SQL Querying

EXISTS, IN, and NULL Traps

EXISTS asks whether a subquery returns any row, while IN compares a value with a set of candidate values. Null introduces UNKNOWN, making NOT IN unsafe when its candidate set can contain null; NOT EXISTS is the robust anti-join form.
  • EXISTS depends only on whether at least one row exists, not on the values projected by its subquery.
  • IN is concise membership syntax and duplicates in its candidate set do not change the truth result.
  • NOT IN is not simply “no equal value.”
  • NOT EXISTS is null-safe when the correlation uses the intended equality.
  • A left anti join can also use LEFT JOIN ... WHERE right_key IS NULL, but the tested right column must be non-null for matched rows.
  • Empty candidate sets matter: NOT EXISTS over an empty subquery is true for every outer row, matching the anti-join meaning.
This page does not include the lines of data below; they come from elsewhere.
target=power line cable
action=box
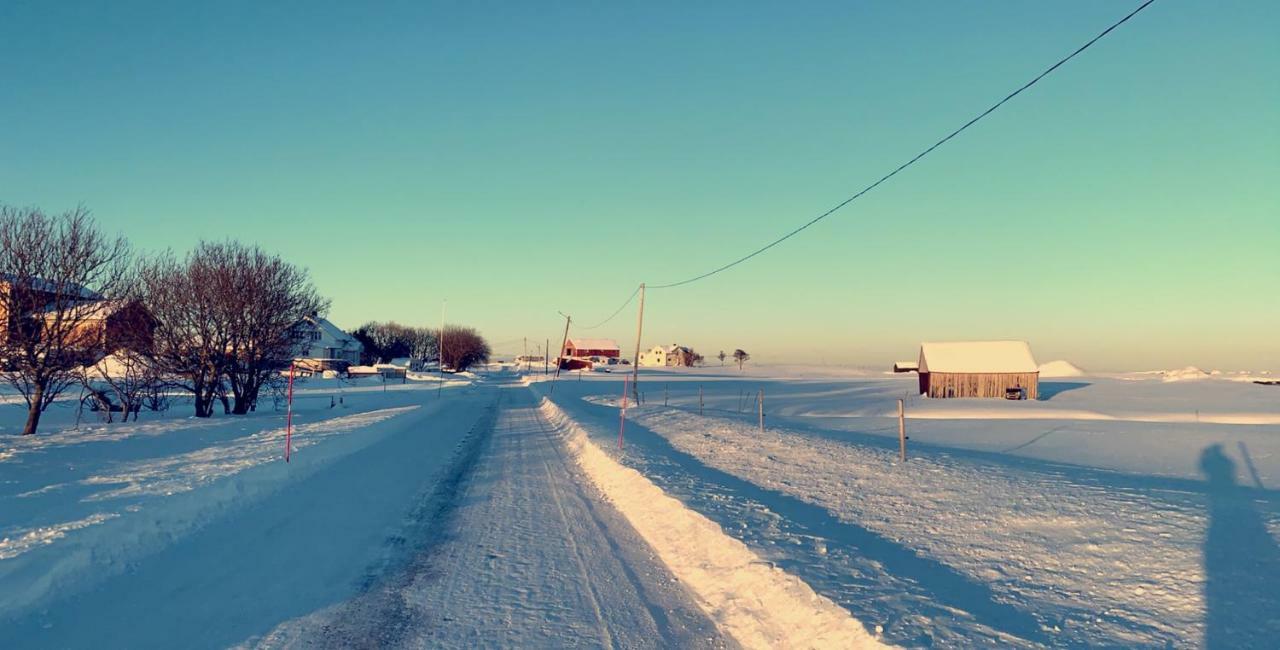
[575,283,641,329]
[646,0,1157,290]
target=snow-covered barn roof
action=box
[567,338,620,351]
[918,341,1038,374]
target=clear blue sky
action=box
[2,1,1276,371]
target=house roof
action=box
[567,338,620,351]
[0,273,102,300]
[300,315,364,351]
[918,341,1037,374]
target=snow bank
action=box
[539,398,887,649]
[0,406,420,615]
[1162,366,1211,382]
[1038,360,1085,377]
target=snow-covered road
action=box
[1,384,495,648]
[265,386,730,648]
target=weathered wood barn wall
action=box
[917,340,1040,399]
[918,371,1039,399]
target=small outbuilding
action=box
[918,341,1039,399]
[892,361,919,373]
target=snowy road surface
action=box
[264,387,730,648]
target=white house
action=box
[639,344,695,367]
[291,316,364,366]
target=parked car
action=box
[1005,387,1027,400]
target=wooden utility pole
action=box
[544,338,549,375]
[758,388,764,433]
[630,283,645,402]
[523,337,527,372]
[897,398,907,462]
[550,313,571,394]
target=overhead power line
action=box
[644,0,1157,290]
[576,284,642,329]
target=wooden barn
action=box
[918,341,1039,399]
[562,338,621,360]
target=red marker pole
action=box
[618,375,629,450]
[285,362,296,462]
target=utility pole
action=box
[551,312,571,394]
[630,283,645,403]
[523,337,527,373]
[544,339,549,375]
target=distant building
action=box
[892,361,919,373]
[918,341,1038,399]
[291,315,364,367]
[639,344,696,367]
[1,274,152,357]
[562,338,620,359]
[559,338,621,370]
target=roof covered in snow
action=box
[918,341,1038,374]
[567,338,620,351]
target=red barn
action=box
[563,338,621,359]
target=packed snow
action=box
[4,363,1278,647]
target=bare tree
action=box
[79,303,160,422]
[439,325,490,372]
[138,242,325,417]
[718,350,726,366]
[136,249,235,418]
[732,349,750,371]
[220,243,327,414]
[351,321,437,366]
[408,326,438,364]
[0,206,132,435]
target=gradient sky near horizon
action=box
[2,1,1277,371]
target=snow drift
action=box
[1037,360,1085,377]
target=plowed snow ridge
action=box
[541,398,888,649]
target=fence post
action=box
[664,383,668,407]
[699,385,704,416]
[898,398,907,462]
[758,388,764,433]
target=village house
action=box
[291,315,364,371]
[917,340,1039,399]
[639,344,696,367]
[1,275,151,357]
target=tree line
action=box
[0,205,488,436]
[351,321,491,375]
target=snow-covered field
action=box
[537,366,1280,648]
[3,364,1278,648]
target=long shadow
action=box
[586,402,1051,644]
[1200,443,1280,648]
[1037,381,1090,400]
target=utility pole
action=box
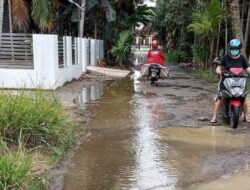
[68,0,86,38]
[79,0,86,38]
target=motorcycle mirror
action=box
[212,60,221,65]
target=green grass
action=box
[191,70,218,83]
[0,151,31,190]
[0,90,75,150]
[0,145,48,190]
[0,90,77,189]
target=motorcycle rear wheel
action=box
[230,106,240,129]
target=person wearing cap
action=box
[210,39,250,124]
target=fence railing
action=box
[0,33,33,69]
[58,36,65,68]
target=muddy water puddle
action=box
[60,65,250,190]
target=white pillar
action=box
[77,37,82,65]
[65,36,72,67]
[33,34,58,89]
[90,39,96,65]
[81,38,88,73]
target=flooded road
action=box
[59,58,250,190]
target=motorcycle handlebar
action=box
[222,71,248,78]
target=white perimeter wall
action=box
[0,34,104,89]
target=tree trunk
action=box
[8,0,12,33]
[0,0,4,33]
[230,0,246,57]
[225,0,228,54]
[216,1,223,57]
[243,3,250,60]
[78,0,86,38]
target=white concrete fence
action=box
[0,34,104,89]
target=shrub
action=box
[166,49,189,63]
[0,90,74,149]
[191,44,205,65]
[111,31,133,66]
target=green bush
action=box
[111,31,133,66]
[0,90,74,149]
[191,44,205,64]
[166,49,189,63]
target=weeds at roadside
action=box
[191,70,218,83]
[0,89,76,189]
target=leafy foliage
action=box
[166,49,189,63]
[188,0,221,38]
[118,4,155,30]
[191,44,205,64]
[11,0,30,32]
[111,31,133,65]
[32,0,54,32]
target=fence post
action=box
[99,40,104,60]
[90,39,96,65]
[33,34,58,89]
[77,38,82,66]
[65,36,72,67]
[81,38,88,73]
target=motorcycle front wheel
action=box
[230,106,240,129]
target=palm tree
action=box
[188,0,221,65]
[230,0,243,40]
[230,0,249,59]
[6,0,60,33]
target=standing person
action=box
[210,39,250,124]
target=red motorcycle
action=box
[220,68,248,128]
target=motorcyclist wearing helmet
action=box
[147,39,166,65]
[210,39,250,124]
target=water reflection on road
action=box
[77,83,104,107]
[58,82,104,108]
[131,96,177,189]
[60,65,250,190]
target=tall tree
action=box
[230,0,247,58]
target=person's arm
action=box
[146,51,150,64]
[216,55,226,75]
[216,65,223,75]
[242,56,250,74]
[246,67,250,74]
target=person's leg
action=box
[243,98,249,122]
[211,99,222,122]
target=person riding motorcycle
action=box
[210,39,250,124]
[147,39,166,66]
[140,39,169,85]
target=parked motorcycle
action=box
[219,67,248,128]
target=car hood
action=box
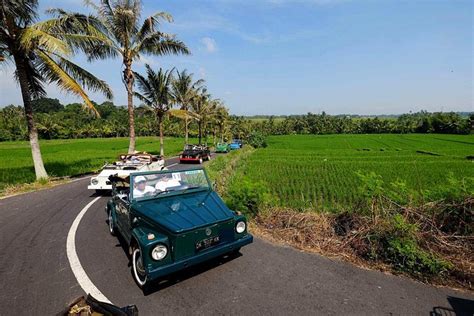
[133,190,234,233]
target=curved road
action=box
[0,156,473,315]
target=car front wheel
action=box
[107,209,116,236]
[132,247,148,288]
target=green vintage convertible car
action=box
[106,168,253,288]
[215,142,230,153]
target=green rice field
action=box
[233,134,474,210]
[0,137,191,190]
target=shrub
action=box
[373,214,452,276]
[247,131,267,148]
[424,173,474,203]
[226,177,269,217]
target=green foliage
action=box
[247,131,267,148]
[376,214,452,276]
[387,179,413,205]
[232,111,472,136]
[226,177,269,217]
[424,173,474,203]
[356,171,384,200]
[32,98,64,113]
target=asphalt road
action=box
[0,155,473,316]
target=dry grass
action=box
[252,200,473,292]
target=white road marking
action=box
[66,196,111,303]
[167,162,179,168]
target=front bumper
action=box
[87,184,112,190]
[147,234,253,281]
[180,157,201,163]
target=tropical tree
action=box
[0,0,112,179]
[190,87,211,144]
[85,0,190,153]
[213,102,230,143]
[171,69,204,144]
[134,65,174,156]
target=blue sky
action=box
[0,0,472,115]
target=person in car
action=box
[133,176,156,198]
[155,173,181,192]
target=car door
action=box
[115,194,133,243]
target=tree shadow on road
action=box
[430,296,474,316]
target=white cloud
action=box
[200,37,218,53]
[198,67,206,78]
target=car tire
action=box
[132,247,148,288]
[107,209,116,236]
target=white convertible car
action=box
[88,152,166,192]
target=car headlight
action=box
[235,221,246,234]
[151,244,167,261]
[91,178,98,185]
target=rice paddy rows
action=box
[235,134,474,210]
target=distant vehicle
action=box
[215,142,230,153]
[179,144,211,164]
[229,139,243,150]
[88,152,165,192]
[106,168,253,288]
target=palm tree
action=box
[190,87,209,145]
[134,65,174,157]
[0,1,112,179]
[213,103,229,143]
[171,69,204,144]
[85,0,190,153]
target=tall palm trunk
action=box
[14,54,48,180]
[124,60,136,153]
[198,120,202,145]
[157,112,164,157]
[184,115,189,144]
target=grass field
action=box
[232,134,474,210]
[0,137,191,190]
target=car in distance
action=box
[88,152,165,192]
[229,139,243,150]
[215,142,230,153]
[106,168,253,288]
[179,144,211,164]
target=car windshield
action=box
[131,169,210,201]
[184,144,199,151]
[118,154,151,164]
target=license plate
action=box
[196,236,220,251]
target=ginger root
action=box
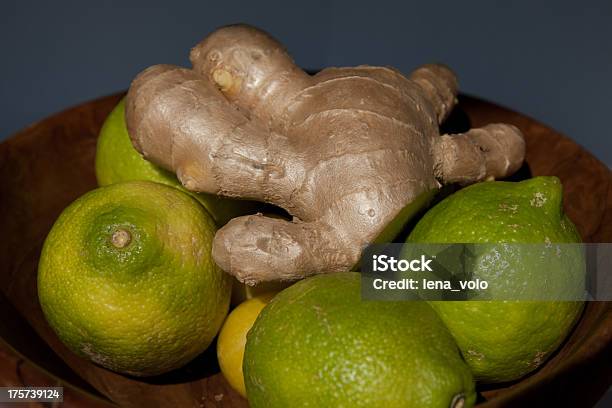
[125,24,525,285]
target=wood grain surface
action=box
[0,92,610,408]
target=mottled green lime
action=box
[95,99,261,226]
[244,272,475,408]
[408,177,584,382]
[38,181,232,376]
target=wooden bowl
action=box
[0,93,610,407]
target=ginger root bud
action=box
[125,24,525,285]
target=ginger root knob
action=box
[212,68,239,93]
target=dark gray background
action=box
[1,0,611,167]
[1,1,611,404]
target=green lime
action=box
[95,98,261,226]
[408,176,583,382]
[38,180,231,376]
[244,272,475,408]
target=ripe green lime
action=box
[95,98,261,226]
[407,176,584,382]
[38,180,232,376]
[244,272,475,408]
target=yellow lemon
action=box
[217,293,276,397]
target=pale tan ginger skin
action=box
[125,24,525,285]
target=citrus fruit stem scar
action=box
[451,394,465,408]
[111,229,131,248]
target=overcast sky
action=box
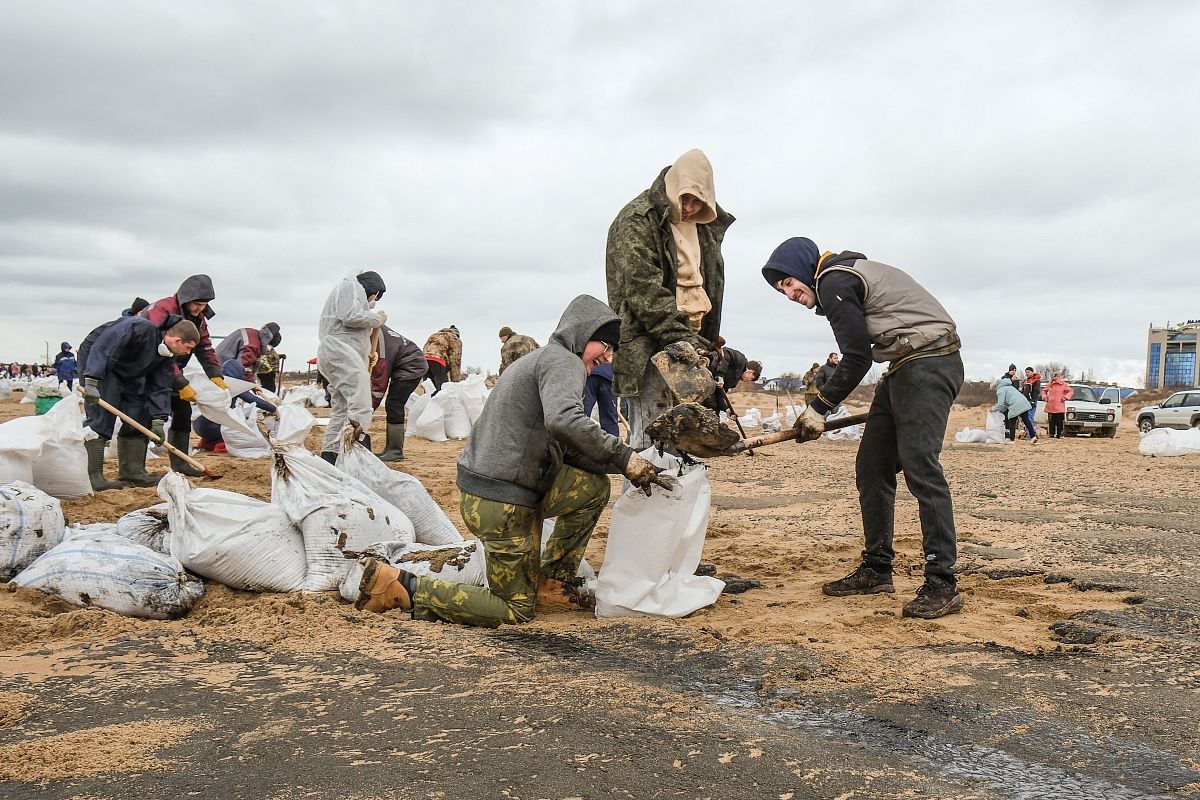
[1,1,1196,386]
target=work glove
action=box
[150,420,167,443]
[178,384,198,403]
[663,340,701,367]
[377,310,388,325]
[622,452,680,497]
[82,378,101,406]
[210,376,228,390]
[793,406,827,443]
[368,351,380,370]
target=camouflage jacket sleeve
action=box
[449,336,463,382]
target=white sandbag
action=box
[271,445,415,592]
[19,393,34,405]
[115,504,172,554]
[1139,427,1200,457]
[761,412,782,434]
[31,376,63,397]
[1,481,66,581]
[221,404,272,459]
[986,410,1006,438]
[413,393,447,441]
[459,373,489,424]
[0,378,11,401]
[335,435,463,546]
[783,404,805,428]
[181,363,256,436]
[825,406,864,441]
[30,394,92,499]
[273,405,317,448]
[956,410,1006,444]
[0,413,52,484]
[405,384,433,437]
[435,383,471,439]
[738,408,762,429]
[159,472,306,592]
[595,449,723,618]
[13,528,203,619]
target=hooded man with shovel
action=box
[80,316,200,490]
[606,149,734,448]
[763,237,965,619]
[354,295,675,627]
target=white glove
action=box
[793,406,826,443]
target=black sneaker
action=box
[902,576,964,619]
[822,564,895,597]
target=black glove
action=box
[82,378,101,406]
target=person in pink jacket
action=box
[1041,372,1074,438]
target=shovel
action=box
[646,401,868,458]
[97,398,222,480]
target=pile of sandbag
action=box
[221,404,273,459]
[0,378,12,401]
[1139,427,1200,457]
[12,527,204,619]
[0,394,92,498]
[1,481,66,581]
[954,410,1006,445]
[595,449,723,618]
[18,376,64,404]
[738,407,763,430]
[409,375,490,442]
[281,384,329,408]
[115,504,172,553]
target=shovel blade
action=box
[646,402,741,458]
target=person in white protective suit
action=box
[317,270,387,463]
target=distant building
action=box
[1146,320,1199,389]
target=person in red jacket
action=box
[145,275,226,476]
[1041,372,1074,438]
[215,323,281,381]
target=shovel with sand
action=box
[646,402,868,459]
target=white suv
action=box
[1034,384,1121,437]
[1136,390,1200,433]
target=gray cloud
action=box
[1,1,1197,388]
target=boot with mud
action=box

Why one null can invalidate NOT IN

Membership and anti-membership behavior for outer value 42
Candidate rows42 IN (...)42 NOT IN (...)Reason
(7, 42)TRUEFALSEAn equal candidate exists
(7, 9)FALSETRUEAll comparisons are known and unequal
(7, NULL)UNKNOWNUNKNOWN42 <> NULL is unknown
empty setFALSETRUENo candidate satisfies membership
Safe semi and anti joins
-- Customers with a paid order
SELECT c.customer_id, c.name
FROM customers AS c
WHERE EXISTS (
  SELECT 1
  FROM orders AS o
  WHERE o.customer_id = c.customer_id
    AND o.status = 'PAID'
);

-- Customers with no paid order
SELECT c.customer_id, c.name
FROM customers AS c
WHERE NOT EXISTS (
  SELECT 1
  FROM orders AS o
  WHERE o.customer_id = c.customer_id
    AND o.status = 'PAID'
);
Equivalent left anti join when the key is non-null
SELECT c.customer_id, c.name
FROM customers AS c
LEFT JOIN orders AS o
  ON o.customer_id = c.customer_id
 AND o.status = 'PAID'
WHERE o.order_id IS NULL;

If a nullable orders.referrer_customer_id subquery returns (7, NULL), customer 42 fails NOT IN even though 42 is not present: 42 <> 7 is true but 42 <> NULL is unknown. The NOT EXISTS version asks only whether a row with referrer_customer_id = 42 exists and correctly keeps customer 42.